The way digital enterprises connect with their customers is changing.
Consumers are demanding more trusted and personalised experiences in exchange for their personally identifiable information (PII), while businesses are struggling to protect user privacy in light of growing global security and privacy concerns.
Traditional authentication solutions and methods were simply not built to bridge this widening gap. As consumer patience for archaic security barriers like username and password combinations starts to wane, enterprises must find a way to secure millions of identities while still providing streamlined customer experiences.
Our most recent survey, which collected the perspectives of 4,000 adults in the US and UK, examines the ways that consumers create and manage their passwords and online accounts, and how next-generation authentication methods like biometrics are gaining traction among a variety of age groups.
As a means of authentication, traditional username and password combinations are not inherently secure. Their ability to protect user identities and data is dependent not just on the technology and security protocols put into place by organisations, but also dependent on consumers following best practices for creating and managing passwords.
However, according to our survey results, only 16 per cent of people follow these best practices by maintaining a unique password for each of their online accounts. Baby Boomers, or respondents aged 51-69, are the most cautious when it comes to password duplications, with 65 per cent creating five or more passwords across their online accounts, compared to just 44 per cent of Millennials, or respondents ages 18-34. Reusing the same password across multiple accounts increases risk in that if one account is compromised, as others can be easily accessed as well.
To make matters worse, 56 per cent of people use passwords that they know are not secure, such as those that include their names or birthdates. Baby Boomers are more cautious when it comes to protecting their identities than younger generations, with 53 per cent claiming they never create easy-to-remember yet insecure passwords, compared to 42 per cent of Generation X respondents and 33 per cent of Millennials.

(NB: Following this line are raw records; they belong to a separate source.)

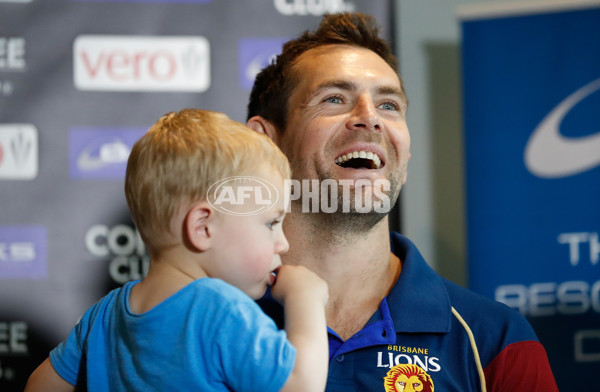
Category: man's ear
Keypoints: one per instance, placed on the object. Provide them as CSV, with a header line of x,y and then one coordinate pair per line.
x,y
199,226
260,125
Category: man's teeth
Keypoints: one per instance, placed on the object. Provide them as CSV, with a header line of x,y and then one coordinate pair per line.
x,y
359,154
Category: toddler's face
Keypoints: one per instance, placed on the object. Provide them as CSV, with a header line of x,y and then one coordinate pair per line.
x,y
250,237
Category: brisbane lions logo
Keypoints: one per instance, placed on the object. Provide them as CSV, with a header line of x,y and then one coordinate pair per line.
x,y
407,378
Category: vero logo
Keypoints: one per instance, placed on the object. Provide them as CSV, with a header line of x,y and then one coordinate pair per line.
x,y
141,63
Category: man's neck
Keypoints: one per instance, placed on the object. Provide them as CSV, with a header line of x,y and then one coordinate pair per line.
x,y
358,267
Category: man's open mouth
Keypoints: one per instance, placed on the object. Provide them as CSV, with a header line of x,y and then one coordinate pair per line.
x,y
359,160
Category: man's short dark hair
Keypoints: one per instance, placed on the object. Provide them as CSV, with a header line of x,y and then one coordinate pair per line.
x,y
273,85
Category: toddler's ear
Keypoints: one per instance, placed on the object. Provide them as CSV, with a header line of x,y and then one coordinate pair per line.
x,y
199,225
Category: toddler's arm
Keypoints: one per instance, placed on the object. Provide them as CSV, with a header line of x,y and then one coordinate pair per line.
x,y
45,379
304,295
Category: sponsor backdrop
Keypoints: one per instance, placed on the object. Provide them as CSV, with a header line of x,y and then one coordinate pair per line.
x,y
532,93
80,81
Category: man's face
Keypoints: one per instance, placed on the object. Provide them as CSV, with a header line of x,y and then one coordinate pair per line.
x,y
347,100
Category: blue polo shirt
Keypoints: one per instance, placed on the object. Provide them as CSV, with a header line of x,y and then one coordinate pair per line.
x,y
420,335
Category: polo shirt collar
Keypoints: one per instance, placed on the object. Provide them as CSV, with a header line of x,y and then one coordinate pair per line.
x,y
418,302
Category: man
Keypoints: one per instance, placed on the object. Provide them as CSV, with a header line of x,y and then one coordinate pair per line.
x,y
335,105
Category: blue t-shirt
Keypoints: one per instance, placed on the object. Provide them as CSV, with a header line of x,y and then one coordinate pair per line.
x,y
209,336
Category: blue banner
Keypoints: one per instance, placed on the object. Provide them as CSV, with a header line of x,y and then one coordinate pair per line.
x,y
532,147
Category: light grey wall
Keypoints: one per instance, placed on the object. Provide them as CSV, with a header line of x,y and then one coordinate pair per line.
x,y
428,44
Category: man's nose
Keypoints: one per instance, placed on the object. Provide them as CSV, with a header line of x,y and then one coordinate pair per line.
x,y
282,245
364,116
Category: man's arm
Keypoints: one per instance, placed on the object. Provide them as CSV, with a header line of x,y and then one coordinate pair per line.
x,y
304,295
45,379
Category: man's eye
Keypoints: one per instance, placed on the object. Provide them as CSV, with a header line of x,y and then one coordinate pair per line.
x,y
334,99
389,106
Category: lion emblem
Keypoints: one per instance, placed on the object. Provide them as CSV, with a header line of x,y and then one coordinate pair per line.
x,y
407,378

Perhaps the most surprising illustration of Baby Boomers taking security much more seriously than their younger counterparts is that they are nearly twice as likely as Millennials to activate two-factor authentication when logging in to an online account. Two-factor authentication ensures the validity of a user’s identity and minimises account phishing by adding an additional authentication step during the login process, such as sending a verification code via SMS to the user’s mobile phone.
Likely due to the real-time nature of new technologies and platforms like mobile devices and social networks, Millennials appear to lack the patience and dedication of older generations when it comes to following password creation and management best practices.
As consumers create insecure passwords and reuse login credentials across devices and domains, they generate risk for businesses by leaving their accounts open to phishing and fraud. In fact, our survey results show that more than 25 per cent of respondents have had an online account compromised in the past 12 months. For Millennials, this number jumps to 35 per cent, which is more than likely a direct reflection of this age group’s failure to follow password best practices. In contrast, this number drops to less than 20 per cent for Baby Boomers.
Unfortunately, attempts to enhance password security often have a negative impact on users’ registration experiences, with one third of consumers admitting to abandoning the creation of an online account due to complex password requirements. Even if users do make it past the hurdle of account creation, login roadblocks such as forgetting a username, password or answer to a security question have caused more than half of consumers to abandon a site.
With Millennials unwilling to follow password creation best practices and attempts to combat the associated risk resulting in poor user experiences, businesses looking to stay connected with consumers must start exploring authentication solutions that are both secure and convenient.
Biometric authentication is still in its infancy, with the popular Apple ID fingerprint scanner for iPhone being launched less than three years ago. While just 20 per cent of Baby Boomers have used this solution, it is gaining much higher traction with Millennials. Almost half of them claim to have used at least one form of biometric authentication. In the same vein, 66 per cent of Millennials, compared to just 30 per cent of Baby Boomers, say they own at least one device that offers some form of biometric authentication. Any device with a camera or microphone has the potential to be a biometric-enabled device, and 91 per cent of UK millennials now own a smartphone.
Millennials, more than other generations, embrace advanced authentication methods that present a simpler way to log in while maintaining a high level of security. Nearly one-half of Millennial respondents use one or more forms of biometric authentication, such as fingerprint scanning technology (38 per cent), voice recognition (15 per cent), facial recognition (11 per cent) or iris scanning (5 per cent).
Millennials also report that at least one of the applications they’ve downloaded offer some form of biometric authentication, which is consistent with Juniper Research’s estimate that more than 770 million biometric-enabled applications will be downloaded each year by 2019, as compared with 6 million in 2015. To continue growth, businesses must modernise authentication methods or suffer the consequences of millennials abandoning their services, and engaging with brands that offer the streamlined authentication that they crave.
Of course, scanning one’s finger or face is far more convenient than creating and remembering yet another username/password combination. What’s more, 80 per cent of all consumers believe that biometric authentication is more secure than traditional registration. With passwords failing to provide the better, more trusted experiences today’s consumers are demanding, biometrics and other methods of next-generation authentication are sure to begin emerging at a faster and higher rate.
Amidst these changes only one thing is for certain: the password is dying. Is your business prepared?